Exposure Risk also takes into account the Free Float of the token and its relationship to the token's liquidity. Free Float is the readily traded portion of the available supply. Liquidity in the market is a result of the free float.
The level of collateral Exposure Risk has a direct relationship to the Debt Ceiling, which is one of the Risk Parameters for collateral types. After approximating the maximum exposure level, and given the Liquidation Ratio, we can calculate the Dai exposure level as the Debt Ceiling, which is the maximum amount of Dai that should be generated by CDPs holding this collateral type.
Liquidity risk, or Asset Liquidity Risk, evaluates the current liquidity of the market for the given token. A liquidity adjustment must be factored into the Liquidation Ratio value in order to compensate for a particular asset's liquidity risk.
Volatility Risk assesses the price risk of the given token. The level of liquidity in a market impacts an asset's price volatility due to the increased or decreased price impact of trades. Volatility Risk is used to help calculate the initial amount of Overcollateralization required for each asset, which is reflected in the Liquidation Ratio.
Correlation Risk is having too much exposure to a group of assets whose values are highly correlated to one another. As a portfolio grows to include more uncorrelated assets, the correlation risk decreases. A generally accepted principle is that a combination of diverse assets will lower the risk of any individual holding. The diversification benefit is maximized with the addition of uncorrelated assets. Correlation risk is defined as the volatility of the diversification benefit.
Price feed Risk is the risk of a token's pricing information becoming unavailable, inaccurate, or corrupt. This risk is present at two levels, at the source of the price information, and at the Oracles.
Oracles help mitigate Price Feed Risk by pulling data from multiple sources and taking the median as a reference price. By doing so, they are eliminating outliers that may be inaccurate, maliciously so or not. The Oracle Security Module also provides protection by delaying the price feed in order to allow stakeholders the time to identify mispricings and potential attacks. The risk from the Oracles is a universal risk as they make pricing data available to all assets in the system. An oracle's use of a number of redundant price fee sources to publish reference prices decreases the risk of feeds failing at their source.
Economic Capital, also known as Risk Capital, is the amount of capital an entity is willing to allocate to remain solvent; It is a fundamental input for the management of the collateral portfolio.
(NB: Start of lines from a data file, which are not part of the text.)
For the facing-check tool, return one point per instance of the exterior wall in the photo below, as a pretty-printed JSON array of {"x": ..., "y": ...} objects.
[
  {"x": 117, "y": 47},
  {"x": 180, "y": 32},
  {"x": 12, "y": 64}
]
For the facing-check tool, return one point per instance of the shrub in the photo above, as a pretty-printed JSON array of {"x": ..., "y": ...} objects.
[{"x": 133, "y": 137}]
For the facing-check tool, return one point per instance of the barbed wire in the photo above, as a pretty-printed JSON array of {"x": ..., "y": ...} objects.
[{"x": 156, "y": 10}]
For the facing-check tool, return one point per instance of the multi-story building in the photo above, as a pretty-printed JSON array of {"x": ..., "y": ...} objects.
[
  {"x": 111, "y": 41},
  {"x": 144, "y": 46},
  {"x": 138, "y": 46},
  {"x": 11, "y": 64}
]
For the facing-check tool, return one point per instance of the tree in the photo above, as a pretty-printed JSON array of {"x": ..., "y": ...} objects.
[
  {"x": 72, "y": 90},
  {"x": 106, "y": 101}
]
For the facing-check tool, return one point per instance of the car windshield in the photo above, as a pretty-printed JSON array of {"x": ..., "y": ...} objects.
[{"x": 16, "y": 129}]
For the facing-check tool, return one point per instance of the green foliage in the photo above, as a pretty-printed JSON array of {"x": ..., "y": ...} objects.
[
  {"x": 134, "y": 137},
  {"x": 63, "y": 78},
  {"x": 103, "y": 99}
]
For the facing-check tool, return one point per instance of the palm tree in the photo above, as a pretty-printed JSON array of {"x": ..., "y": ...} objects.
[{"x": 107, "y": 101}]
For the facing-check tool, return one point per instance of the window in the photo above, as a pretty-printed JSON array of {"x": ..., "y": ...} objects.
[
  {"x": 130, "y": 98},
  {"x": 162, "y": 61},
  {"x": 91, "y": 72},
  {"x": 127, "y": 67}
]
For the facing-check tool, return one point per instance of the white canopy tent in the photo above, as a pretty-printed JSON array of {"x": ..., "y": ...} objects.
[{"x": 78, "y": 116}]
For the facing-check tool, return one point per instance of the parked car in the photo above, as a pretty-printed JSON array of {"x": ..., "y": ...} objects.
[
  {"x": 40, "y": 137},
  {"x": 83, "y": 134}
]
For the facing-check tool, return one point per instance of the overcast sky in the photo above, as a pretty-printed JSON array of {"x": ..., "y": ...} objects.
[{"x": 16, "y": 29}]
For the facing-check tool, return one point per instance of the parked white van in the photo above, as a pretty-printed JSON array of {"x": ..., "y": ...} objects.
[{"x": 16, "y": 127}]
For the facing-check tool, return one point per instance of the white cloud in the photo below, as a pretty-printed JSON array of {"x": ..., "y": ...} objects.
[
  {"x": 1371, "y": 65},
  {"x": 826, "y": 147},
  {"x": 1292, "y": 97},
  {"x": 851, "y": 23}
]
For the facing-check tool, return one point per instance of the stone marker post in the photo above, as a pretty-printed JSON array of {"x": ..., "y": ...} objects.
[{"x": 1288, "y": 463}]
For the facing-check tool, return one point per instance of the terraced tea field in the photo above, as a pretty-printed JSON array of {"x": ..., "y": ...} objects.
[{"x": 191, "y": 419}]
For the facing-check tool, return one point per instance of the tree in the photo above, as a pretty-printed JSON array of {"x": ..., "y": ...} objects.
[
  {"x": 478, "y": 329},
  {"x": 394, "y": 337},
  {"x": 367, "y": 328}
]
The MakerDAO system is designed to cover CDP liquidations when a CDP fails to raise the amount of Dai it originally generated. The system does so by using MKR as a recapitalization source through its minting and sale. Each collateral's parameters are set such that the probability of this happening is very low. Economic Capital is deployed when highly unlikely events cause CDP shortfalls. In MakerDAO, this represents a risk premium that is built into the Stability Fee.